Todos estos defectos podrían acercar a La casa de papel al terreno de las series televisivas más baratas (no faltan los críticos que la comparan con una telenovela), y es por eso que este particular bricolaje no es para todos los gustos: de hecho, hay que pensarse bien si tomarlo o dejarlo. Sin embargo, los méritos no son pocos, ni menores. De hecho, es difícil encontrar hoy una serie tan poderosamente adictiva, y no escasean los relatos de personas que consumieron sus dos temporadas íntegras en apenas dos o tres días.
Sin duda una de sus principales bazas son los personajes: grandes actuaciones y una evolución emocional coherente fueron logrados en los roles de Berlín, un antihéroe genial, deseoso a cada paso de “aleccionar” a sus pares e impartir sadismo; el profesor, un genio que debe improvisar constantemente para atar cabos sueltos; Denver, un desquiciado especialmente querible, y Murillo (la actriz Itziar Ituño está brillante) negociadora que debe lidiar al mismo tiempo con un ex marido violento, una madre con alzheimer, y un caso que la supera y amenaza con arruinar su vida a cada momento.
Los directores son muchos y cambian episodio a episodio (es algo habitual en las series), pero en nuestro país está resonando el nombre de Alejandro Bazzano, uruguayo radicado en España que hace tiempo se desempeña en las series, y que estuvo al frente de nada menos que cuatro episodios.
Pero lo más notable es una narración que se alterna principalmente entre cuatro puntos: el interior de la fábrica, la carpa policial donde se “cocinan” los contraoperativos, el hangar donde trabaja el maestro y algunos flashbacks en los que se da cuenta de cómo fue la instrucción a los secuestradores.

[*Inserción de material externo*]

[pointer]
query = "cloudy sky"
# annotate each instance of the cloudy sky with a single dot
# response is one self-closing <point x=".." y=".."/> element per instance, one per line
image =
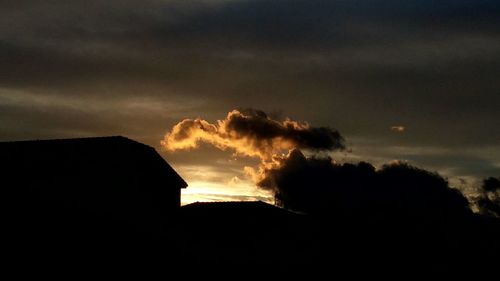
<point x="415" y="81"/>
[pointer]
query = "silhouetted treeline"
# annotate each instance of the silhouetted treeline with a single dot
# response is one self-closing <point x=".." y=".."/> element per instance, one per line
<point x="320" y="186"/>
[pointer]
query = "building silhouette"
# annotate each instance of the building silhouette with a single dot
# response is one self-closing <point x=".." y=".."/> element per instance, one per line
<point x="107" y="177"/>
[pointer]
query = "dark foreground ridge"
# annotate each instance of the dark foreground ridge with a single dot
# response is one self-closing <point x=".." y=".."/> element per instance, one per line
<point x="83" y="205"/>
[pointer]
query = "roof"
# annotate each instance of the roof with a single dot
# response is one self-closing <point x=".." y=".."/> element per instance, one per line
<point x="78" y="152"/>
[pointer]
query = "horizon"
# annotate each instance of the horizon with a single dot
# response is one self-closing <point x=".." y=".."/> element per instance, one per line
<point x="408" y="81"/>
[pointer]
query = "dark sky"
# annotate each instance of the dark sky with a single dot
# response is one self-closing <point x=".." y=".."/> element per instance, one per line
<point x="136" y="68"/>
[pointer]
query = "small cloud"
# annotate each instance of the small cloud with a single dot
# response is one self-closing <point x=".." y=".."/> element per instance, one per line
<point x="398" y="129"/>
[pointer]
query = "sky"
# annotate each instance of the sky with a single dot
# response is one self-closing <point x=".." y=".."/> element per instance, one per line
<point x="414" y="81"/>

En este recorrido, la “negociación”, una suerte de juego de ajedrez entre el profesor y la inspectora es lo central, y en él cada una de las partes despliega recursos y estrategias. En este sentido, La casa de papel vuelca elementos y datos sobre los posibles procesos policiales y delictivos, en todo momento muy interesantes.
Se ha señalado la huella de las heist movies, de Perros de la calle, Kill Bill y Ocean’s Eleven. Pero en realidad una de las más claras influencias es la serie animada japonesa Death Note, en la que también se desplegaba un “ajedrez” entre un genio criminal e investigadores desconcertados. Pero, vale decir, en aquel caso el guión parecía bastante más riguroso.